Doch eine Gemeinsamkeit gibt es: Alle drei haben Nähte und werden auf Steppmaschinen hergestellt. Die Kissen und Laken von Katharina Max in der Textilgruppe Duisburg-Rheinhausen der Caritas-Werkstätten Niederrhein und die Schäfte von Schuhmacher, Jannik Holtwick, Modelleur bei Elten. Im Rahmen der Aktion „Schichtwechsel“ haben die beiden unter fachkundiger Anleitung des jeweils anderen für je einen Tag die Rollen getauscht.
In ihrem Job ist die 28-jährige Katharina normalerweise eher die Frau für gerade Nähte. Bei Elten hat sie nun selbst runde Doppelnähte gemeistert und erfolgreich gezeigt, was in ihr steckt. „Ich bin überrascht von mir selbst“, freut sie sich. „Es war schön, dass ich das mal ausprobieren durfte. Die Arbeit hier ist wirklich sehr abwechslungsreich.“ Auch Jannik ist von Katharinas Stepparbeit angetan: „Katharina hat sehr motiviert und vor allem konzentriert gearbeitet. Sie war aufmerksam und hat sich richtig gut auf die jeweiligen Aufgaben einlassen können.“
Eine Woche später dann hat Jannik in Duisburg-Rheinhausen unter Katharinas Anleitung keine Sicherheitsschuhe, sondern Bettlaken und Kopfkissen genäht. „Ich war echt überrascht, wie groß die Textilwerkstatt ist und wie viele Steppmaschinen es dort gibt“, sagt Jannik.
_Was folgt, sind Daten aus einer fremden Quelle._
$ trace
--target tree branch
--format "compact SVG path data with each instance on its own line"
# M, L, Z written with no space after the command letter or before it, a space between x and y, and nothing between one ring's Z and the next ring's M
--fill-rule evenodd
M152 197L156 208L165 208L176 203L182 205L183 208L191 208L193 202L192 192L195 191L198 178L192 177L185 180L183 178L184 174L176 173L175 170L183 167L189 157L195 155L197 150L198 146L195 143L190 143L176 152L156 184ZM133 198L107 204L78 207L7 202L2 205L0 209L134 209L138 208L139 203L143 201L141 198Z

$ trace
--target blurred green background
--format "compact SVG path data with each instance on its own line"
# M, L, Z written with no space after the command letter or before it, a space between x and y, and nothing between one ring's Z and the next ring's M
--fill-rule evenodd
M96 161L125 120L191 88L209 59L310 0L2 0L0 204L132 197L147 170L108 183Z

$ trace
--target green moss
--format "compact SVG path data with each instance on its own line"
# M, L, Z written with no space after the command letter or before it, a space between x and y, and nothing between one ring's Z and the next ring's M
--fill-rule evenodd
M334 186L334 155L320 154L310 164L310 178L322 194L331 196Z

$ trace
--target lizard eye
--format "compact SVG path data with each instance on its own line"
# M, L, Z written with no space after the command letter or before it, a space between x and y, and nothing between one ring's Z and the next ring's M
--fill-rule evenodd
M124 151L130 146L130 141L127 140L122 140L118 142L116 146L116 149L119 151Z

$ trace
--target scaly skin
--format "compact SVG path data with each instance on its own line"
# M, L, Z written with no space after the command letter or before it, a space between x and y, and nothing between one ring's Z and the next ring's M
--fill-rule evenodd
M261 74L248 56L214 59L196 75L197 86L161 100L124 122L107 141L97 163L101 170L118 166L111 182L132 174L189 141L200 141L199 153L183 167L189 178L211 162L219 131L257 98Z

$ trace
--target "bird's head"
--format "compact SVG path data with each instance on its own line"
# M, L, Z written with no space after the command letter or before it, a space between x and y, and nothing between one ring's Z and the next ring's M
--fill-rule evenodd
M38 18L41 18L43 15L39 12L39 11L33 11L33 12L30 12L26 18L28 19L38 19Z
Aber auch der kollegiale Umgang der Mitarbeiter untereinander hat ihn beeindruckt. „Besonders gut gefallen hat mir die offene und Hilfsbereite Art der Kollegen. Wenn Katharina ein Werkzeug gesucht hat, haben alle mitgeholfen, es zu finden.“
Ziel der bundesweiten Aktion Schichtwechsel der Bundesarbeitsgemeinschaft Werkstätten für behinderte Menschen e.V. ist es, Einblicke zu ermöglichen, Berührungsängste abzubauen und dem 1. Arbeitsmarkt zu zeigen, welches Potenzial in den Behindertenwerkstätten steckt. Wer beim Wort Behindertenwerkstatt direkt an auffällige psychische Beeinträchtigungen denkt, hat weit gefehlt. Häufig merkt man den Mitarbeitenden ihre Beeinträchtigung gar nicht an. „Bei uns arbeiten viele Menschen mit Autismus, psychischen Erkrankungen und Lernbehinderungen, die auf dem normalen Arbeitsmarkt überfordert wären“, sagt Melanie Hoffmann, Gruppenleiterin der Textilgruppe in Rheinhausen.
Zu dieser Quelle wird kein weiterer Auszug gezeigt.